Thursday, 7 February 2013

AIM market and ISA's, what effect will it have on spreads?

At the last budget a mention was made that consideration was being given to allowing AIM listed shares to be allowed into ISA's (UK tax free individual savings accounts). Currently most AIM shares are not eligible as AIM does not qualify as it is not listed as a "recognised stock exchange". A few that are also listed on a recognised exchange overseas do qualify, but most don't. It is hoped that after the consultation period AIM stocks will be allowed into ISA's, if not from this year than in 2014.

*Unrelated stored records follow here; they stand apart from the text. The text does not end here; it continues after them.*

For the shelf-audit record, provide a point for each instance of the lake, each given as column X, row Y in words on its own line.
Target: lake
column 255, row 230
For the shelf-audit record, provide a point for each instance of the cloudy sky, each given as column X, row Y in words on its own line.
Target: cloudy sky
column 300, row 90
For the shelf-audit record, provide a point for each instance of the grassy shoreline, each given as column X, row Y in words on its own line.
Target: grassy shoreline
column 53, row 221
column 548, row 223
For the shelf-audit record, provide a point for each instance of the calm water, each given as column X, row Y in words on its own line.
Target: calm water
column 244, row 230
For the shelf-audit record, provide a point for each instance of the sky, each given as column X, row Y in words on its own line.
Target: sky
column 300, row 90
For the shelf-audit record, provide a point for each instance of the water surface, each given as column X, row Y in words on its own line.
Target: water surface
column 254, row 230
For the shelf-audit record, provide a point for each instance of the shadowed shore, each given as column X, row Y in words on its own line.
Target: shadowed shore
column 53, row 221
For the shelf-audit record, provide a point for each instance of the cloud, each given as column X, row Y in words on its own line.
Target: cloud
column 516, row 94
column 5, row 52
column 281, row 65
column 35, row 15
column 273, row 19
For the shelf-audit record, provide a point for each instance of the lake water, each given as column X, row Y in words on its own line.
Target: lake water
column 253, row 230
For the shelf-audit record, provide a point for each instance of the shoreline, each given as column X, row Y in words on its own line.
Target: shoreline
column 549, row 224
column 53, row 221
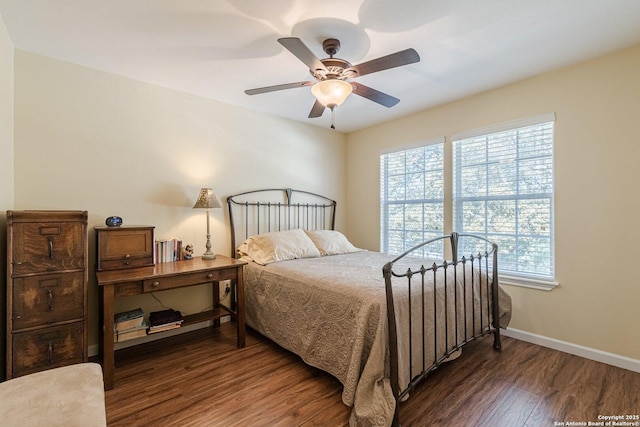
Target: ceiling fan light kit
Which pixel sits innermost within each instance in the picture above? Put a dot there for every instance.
(331, 93)
(332, 87)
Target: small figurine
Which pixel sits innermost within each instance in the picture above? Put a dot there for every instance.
(188, 252)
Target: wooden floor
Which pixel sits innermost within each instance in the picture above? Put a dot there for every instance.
(202, 379)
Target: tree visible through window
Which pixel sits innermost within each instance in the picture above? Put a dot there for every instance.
(503, 189)
(412, 198)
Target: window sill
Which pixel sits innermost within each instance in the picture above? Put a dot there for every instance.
(528, 282)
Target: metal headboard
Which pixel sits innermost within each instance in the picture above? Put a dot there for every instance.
(263, 211)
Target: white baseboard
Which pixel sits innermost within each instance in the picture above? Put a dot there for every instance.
(94, 349)
(578, 350)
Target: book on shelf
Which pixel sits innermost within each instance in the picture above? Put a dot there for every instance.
(164, 320)
(155, 329)
(128, 334)
(128, 319)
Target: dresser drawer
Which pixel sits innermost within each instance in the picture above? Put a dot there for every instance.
(46, 299)
(48, 348)
(170, 282)
(124, 247)
(47, 246)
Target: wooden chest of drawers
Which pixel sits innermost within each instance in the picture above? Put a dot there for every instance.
(124, 247)
(47, 295)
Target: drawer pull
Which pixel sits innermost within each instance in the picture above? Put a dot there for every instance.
(49, 299)
(50, 240)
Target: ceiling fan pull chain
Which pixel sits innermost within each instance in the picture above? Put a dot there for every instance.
(333, 118)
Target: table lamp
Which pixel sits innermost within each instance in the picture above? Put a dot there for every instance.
(207, 200)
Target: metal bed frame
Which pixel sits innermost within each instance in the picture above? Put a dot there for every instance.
(310, 211)
(249, 217)
(463, 287)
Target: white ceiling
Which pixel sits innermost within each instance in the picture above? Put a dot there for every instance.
(217, 48)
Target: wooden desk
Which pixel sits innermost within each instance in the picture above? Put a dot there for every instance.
(135, 281)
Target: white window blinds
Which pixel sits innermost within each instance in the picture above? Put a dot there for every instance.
(412, 197)
(503, 189)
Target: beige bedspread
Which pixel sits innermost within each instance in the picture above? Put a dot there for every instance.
(331, 311)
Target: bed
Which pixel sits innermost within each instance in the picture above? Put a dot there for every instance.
(376, 322)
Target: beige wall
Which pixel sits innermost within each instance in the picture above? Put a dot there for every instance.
(6, 165)
(113, 146)
(597, 150)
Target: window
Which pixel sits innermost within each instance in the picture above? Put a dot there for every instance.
(503, 189)
(412, 197)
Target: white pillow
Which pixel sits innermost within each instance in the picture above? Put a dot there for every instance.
(331, 242)
(279, 246)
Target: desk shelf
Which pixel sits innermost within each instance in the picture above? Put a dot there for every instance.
(136, 281)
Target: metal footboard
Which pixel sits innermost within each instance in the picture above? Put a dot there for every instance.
(460, 294)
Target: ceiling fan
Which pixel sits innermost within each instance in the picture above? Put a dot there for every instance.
(332, 74)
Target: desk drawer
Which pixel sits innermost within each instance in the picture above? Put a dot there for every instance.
(161, 283)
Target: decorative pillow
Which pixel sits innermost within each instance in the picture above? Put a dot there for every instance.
(279, 246)
(331, 242)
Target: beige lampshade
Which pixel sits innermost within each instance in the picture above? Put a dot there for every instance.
(207, 199)
(332, 92)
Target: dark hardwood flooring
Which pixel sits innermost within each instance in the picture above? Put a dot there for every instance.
(202, 379)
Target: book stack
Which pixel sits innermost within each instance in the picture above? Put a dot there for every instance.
(164, 320)
(168, 250)
(128, 325)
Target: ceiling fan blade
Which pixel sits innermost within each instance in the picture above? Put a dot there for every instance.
(302, 52)
(404, 57)
(374, 95)
(266, 89)
(317, 110)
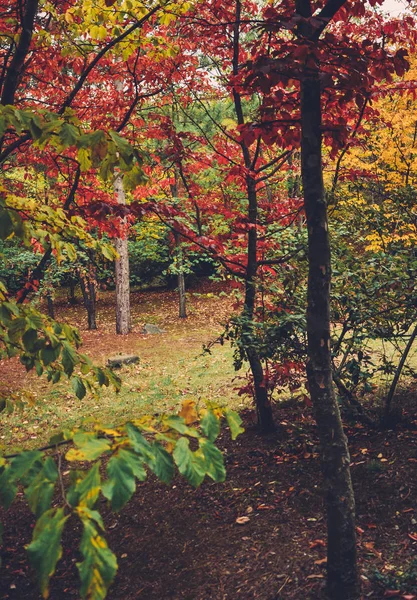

One question that this will raise is the issue of the spread on AIM stocks. Smaller companies, especially those listed on AIM, can have the most ridiculous spreads, 5-10% not being uncommon and often more, which can be quite off-putting especially for smaller investors. One of the main reasons given for these wide spreads is the lack of a market, lack of liquidity.
Unlike the FTSE 100, which uses an order book to create a marketplace where buyers and sellers are matched up depending on the price they are bidding or offering, smaller companies rely upon market makers. Market makers do exactly as their name suggests; they make a market for smaller company shares. Unlike FTSE 100 companies, smaller companies attract very few buyers and sellers and thus need an artificial stimulus to enable investors to buy and sell shares. Market makers are firms which provide this service and there are normally a handful of them per listed company, with the investor being matched up with the best price available.
Market makers do not only make markets, they also make money. They do this by charging buyers a higher price than they pay sellers; this difference is called the spread. For bigger companies the spread is very small (for example the spread on Vodafone is around 0.1%) but since smaller companies attract minimal interest and trading activity, the spread needs to be very, very wide in order for market makers to make a nice little earner. Indeed double digit spreads are par for the course, which means you need the share price to increase by 10%+ just to break even
http://citywire.co.uk/money/smart-investor-scary-facts-about-smaller-companies/a462550

So, one of the main arguments for the wide spreads is this lack of investor and trader interest. In theory, adding AIM stocks to ISA's should potentially lead to greater interest from investors and therefore the excuse for such wide spreads will be difficult to justify, although one suspects that those companies with a small number of shares in issue may find the spreads remain wider. It will be interesting to see if and when AIM stocks are included if it has any effect on the spread.